There is, however, still some scepticism about the business model of major platforms incorporating kiranas into their supply chains.

“There’s a mythical belief that if somehow deliveries can be done through kiranas, the cost of delivery will be much lower,” says Technopak chair Arvind Singhal. “The point being missed is that a kirana is a [19 to 37 sq m] space and the reason someone is buying online is for variety.”

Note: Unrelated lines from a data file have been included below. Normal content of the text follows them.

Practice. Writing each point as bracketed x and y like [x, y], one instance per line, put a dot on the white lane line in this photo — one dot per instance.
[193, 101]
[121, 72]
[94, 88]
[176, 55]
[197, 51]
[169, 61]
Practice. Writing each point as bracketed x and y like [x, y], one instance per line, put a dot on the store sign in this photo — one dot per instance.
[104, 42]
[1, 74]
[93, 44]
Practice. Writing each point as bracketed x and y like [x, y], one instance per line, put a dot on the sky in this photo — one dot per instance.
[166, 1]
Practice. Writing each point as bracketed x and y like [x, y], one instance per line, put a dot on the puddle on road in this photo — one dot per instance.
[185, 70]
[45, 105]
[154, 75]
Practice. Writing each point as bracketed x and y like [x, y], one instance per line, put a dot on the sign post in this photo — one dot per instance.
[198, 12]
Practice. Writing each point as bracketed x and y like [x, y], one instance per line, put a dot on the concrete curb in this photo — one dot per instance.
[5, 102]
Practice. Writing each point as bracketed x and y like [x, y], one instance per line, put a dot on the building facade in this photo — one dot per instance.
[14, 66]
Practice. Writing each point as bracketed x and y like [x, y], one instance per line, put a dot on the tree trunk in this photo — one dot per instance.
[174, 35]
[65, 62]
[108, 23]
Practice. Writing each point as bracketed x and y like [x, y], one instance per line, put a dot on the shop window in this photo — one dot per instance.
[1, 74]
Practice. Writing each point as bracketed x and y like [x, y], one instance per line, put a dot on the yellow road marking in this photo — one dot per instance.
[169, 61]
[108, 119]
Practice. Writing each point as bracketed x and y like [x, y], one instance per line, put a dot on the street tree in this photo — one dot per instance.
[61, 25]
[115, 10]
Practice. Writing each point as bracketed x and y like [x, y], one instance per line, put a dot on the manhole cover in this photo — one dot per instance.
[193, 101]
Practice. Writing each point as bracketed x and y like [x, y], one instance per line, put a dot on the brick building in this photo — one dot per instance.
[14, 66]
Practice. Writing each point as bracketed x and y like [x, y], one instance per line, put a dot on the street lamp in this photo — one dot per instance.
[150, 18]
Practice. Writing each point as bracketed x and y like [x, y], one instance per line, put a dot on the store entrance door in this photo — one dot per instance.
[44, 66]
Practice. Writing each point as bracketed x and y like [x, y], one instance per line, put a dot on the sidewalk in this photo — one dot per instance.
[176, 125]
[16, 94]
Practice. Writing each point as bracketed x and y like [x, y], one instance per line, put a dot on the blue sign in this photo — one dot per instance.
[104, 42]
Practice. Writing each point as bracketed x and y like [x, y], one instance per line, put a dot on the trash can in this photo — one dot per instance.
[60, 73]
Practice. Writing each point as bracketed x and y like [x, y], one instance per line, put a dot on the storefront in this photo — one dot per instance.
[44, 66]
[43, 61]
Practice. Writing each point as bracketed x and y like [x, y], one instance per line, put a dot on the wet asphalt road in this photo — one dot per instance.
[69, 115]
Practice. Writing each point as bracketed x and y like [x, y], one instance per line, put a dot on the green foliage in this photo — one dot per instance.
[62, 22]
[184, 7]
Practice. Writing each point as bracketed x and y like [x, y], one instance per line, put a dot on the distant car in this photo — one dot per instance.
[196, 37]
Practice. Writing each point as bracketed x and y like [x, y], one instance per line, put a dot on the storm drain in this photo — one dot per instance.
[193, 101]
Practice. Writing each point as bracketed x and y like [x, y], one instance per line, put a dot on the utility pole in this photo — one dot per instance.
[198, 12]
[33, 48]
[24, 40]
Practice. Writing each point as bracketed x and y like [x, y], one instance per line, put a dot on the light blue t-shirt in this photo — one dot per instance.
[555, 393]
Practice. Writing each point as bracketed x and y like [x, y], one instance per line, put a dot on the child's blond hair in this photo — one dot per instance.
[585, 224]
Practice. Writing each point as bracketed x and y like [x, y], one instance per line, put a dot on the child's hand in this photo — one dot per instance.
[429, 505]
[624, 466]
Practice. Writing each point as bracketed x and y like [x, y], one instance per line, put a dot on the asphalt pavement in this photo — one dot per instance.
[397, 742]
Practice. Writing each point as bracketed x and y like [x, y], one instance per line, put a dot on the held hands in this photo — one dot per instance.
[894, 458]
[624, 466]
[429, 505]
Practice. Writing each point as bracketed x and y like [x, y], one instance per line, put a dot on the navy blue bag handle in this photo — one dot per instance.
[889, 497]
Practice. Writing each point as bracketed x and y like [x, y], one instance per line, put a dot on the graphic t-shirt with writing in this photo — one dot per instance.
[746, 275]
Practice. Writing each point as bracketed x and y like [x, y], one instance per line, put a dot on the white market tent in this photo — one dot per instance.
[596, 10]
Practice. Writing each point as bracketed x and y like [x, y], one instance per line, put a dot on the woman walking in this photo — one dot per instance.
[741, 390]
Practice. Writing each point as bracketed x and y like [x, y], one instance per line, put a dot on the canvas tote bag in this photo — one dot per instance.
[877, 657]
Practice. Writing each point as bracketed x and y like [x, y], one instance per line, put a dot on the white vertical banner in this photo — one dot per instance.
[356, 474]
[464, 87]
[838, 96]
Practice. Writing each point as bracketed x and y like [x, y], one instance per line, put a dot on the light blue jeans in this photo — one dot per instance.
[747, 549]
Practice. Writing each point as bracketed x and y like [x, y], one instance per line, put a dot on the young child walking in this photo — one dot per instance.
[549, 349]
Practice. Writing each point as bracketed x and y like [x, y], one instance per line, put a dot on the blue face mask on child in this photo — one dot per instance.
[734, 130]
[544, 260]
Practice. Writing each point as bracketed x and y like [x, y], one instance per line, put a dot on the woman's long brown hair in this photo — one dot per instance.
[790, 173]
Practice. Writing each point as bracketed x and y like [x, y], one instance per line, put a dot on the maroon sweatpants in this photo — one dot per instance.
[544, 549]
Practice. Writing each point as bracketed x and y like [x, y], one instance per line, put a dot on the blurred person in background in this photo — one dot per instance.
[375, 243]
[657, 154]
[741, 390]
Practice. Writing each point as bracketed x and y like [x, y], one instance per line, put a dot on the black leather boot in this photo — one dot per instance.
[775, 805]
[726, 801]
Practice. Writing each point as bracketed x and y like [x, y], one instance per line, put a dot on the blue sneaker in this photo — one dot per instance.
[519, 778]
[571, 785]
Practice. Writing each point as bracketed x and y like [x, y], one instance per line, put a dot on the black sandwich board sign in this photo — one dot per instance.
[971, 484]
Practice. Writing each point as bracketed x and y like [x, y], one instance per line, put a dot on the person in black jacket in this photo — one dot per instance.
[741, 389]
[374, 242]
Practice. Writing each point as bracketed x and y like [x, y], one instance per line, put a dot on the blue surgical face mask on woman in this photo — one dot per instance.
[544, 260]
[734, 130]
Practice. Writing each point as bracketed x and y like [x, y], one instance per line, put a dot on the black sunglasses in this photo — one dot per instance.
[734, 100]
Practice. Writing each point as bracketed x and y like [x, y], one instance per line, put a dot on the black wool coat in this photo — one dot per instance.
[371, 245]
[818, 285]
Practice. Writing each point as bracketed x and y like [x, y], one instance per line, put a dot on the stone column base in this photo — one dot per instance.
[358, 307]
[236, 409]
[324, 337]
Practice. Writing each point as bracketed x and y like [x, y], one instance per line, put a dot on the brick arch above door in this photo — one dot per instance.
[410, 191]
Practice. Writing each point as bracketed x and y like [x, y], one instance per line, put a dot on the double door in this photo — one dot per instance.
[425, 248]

A kirana owner confided to Nikkei Asia that he was fed up with platform representatives frequently asking him what was selling in his store. He pointed out that if they claim to be for the good of kiranas, then it is their job to tell the stores what is selling, not vice versa.

Bhadra in Navi Mumbai is still unable to decide who to do business with, as he is not impressed by most of the platforms and has declared at least one a fraud and a few others a waste of time, as they had limited stock. “Why should I give them my [sales] data?” he said, especially when his existing suppliers have him covered with a wide variety of well-priced products and doorstep delivery, even when the country went into lockdown.

The only one he has made an exception for so far is Reliance’s JioMart. He initially took the company’s point of sale machine because it waives all merchant fees, he said. He now orders some of his supplies through the app, but only about 20 per cent of the total.

The digital platforms in India still have quite a way to go until kirana owners like Bhadra fully climb aboard.